Dyslexia is also known as developmental reading disorder and is characterized by problems in spelling, writing and pronouncing words. People with dyslexia can be of average and above average intelligence. Some famous personalities with dyslexia are Walt Disney, Albert Einstein, Alexander Graham Bell, Pablo Picasso, Agatha Christie,etc. It is a lifelong problem and can manifest in different ways at different stages of life. As a result, your child will always have to take that extra effort to read.
The disorder can make a person very susceptible to failures in an academic environment which is instruction based. The plight of a dyslexic person was very poignantly displayed in Amir Khan’s “Taare Zameen par”. A film, every parent with dyslexic child must watch to understand their plights better.
There are several similar disorders that come along with dyslexia although it haven’t been confirmed whether they share the same basic neurological causes. Some other disorders are
- Dysgraphia results in poor processing of activities involving eye-hand coordination (for example catching a ball), direction or sequence oriented processing (example tying tie knot, tying lace of shoe), etc.

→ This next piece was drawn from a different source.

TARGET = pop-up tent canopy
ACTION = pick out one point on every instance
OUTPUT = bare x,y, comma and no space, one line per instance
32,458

- Attention Deficit Disorder has been found among 12 % -24 % of dyslexic patients.
- Auditory Processing Disorder is considered as one of the major causes of dyslexia.
- Developmental Coordination disorder involves shortfalls like short term memory related problems, kinesthetic coordination, balance, fine motor skills, etc.
Researchers have conclusively proved that educational intervention before the child reaches 7 – 8 years of age results in lifelong improvement. There are a series of activities that a parent / special school can engage in with their child to improve their condition. These activities are
- Read to your child:- you can draw attention to words on bill boards, at traffic signals and stress on their pronunciation, notices, labels, etc. Find books which your child can read and you will also enjoy reading them so that the activity doesn’t look like a classroom.
- Becoming your child’s reading role model:- Make books, magazines and other reading materials available to your child and explain to him / her about the importance of reading.
- Drawing attention of your child to the sounds within words:- sing rhymes, point out similarities in words and their sounds, point out the sounds of each letters, lay your emphasis on alliteration and rhymes.
- Helping with spellings:– pointing out new words and playing spelling games and finally encouraging your child to write.
- Help with time management and planning:- put simple clocks, charts in front of your child so that they can visualize time set for a particular activity and create their own strategy to complete the same.
- Strengthening your child’s areas of strengths:- A child whose strength is hearing, his /her parent can give audio books or DVDs or educational mobile apps for them to learn and strengthen their skills.
- Respecting and challenging your child’s own intelligence:– Dyslexic kids have average to above average intelligence. Explain honestly to them about their disability in a way appropriate for their age and understanding and shower unconditional support and love. This will also involve accepting their limitations and explaining to them that doesn’t necessarily concludes to being a loser or a failure.
- Avoid becoming a homework monster:- don’t become a perfection freak when it comes to your child and squabble over their home works. Accept your own mistakes with a sense of humor and teach your child the importance of perseverance.
If you find that, you are not being able to fulfill all the above steps on your own and feeling lost or incomplete in some way, you should immediately contact your local rehabilitation center for dyslexic children. These special education schools can reduce much of your worries as these places have the infrastructure and qualified personnel to properly guide their growth.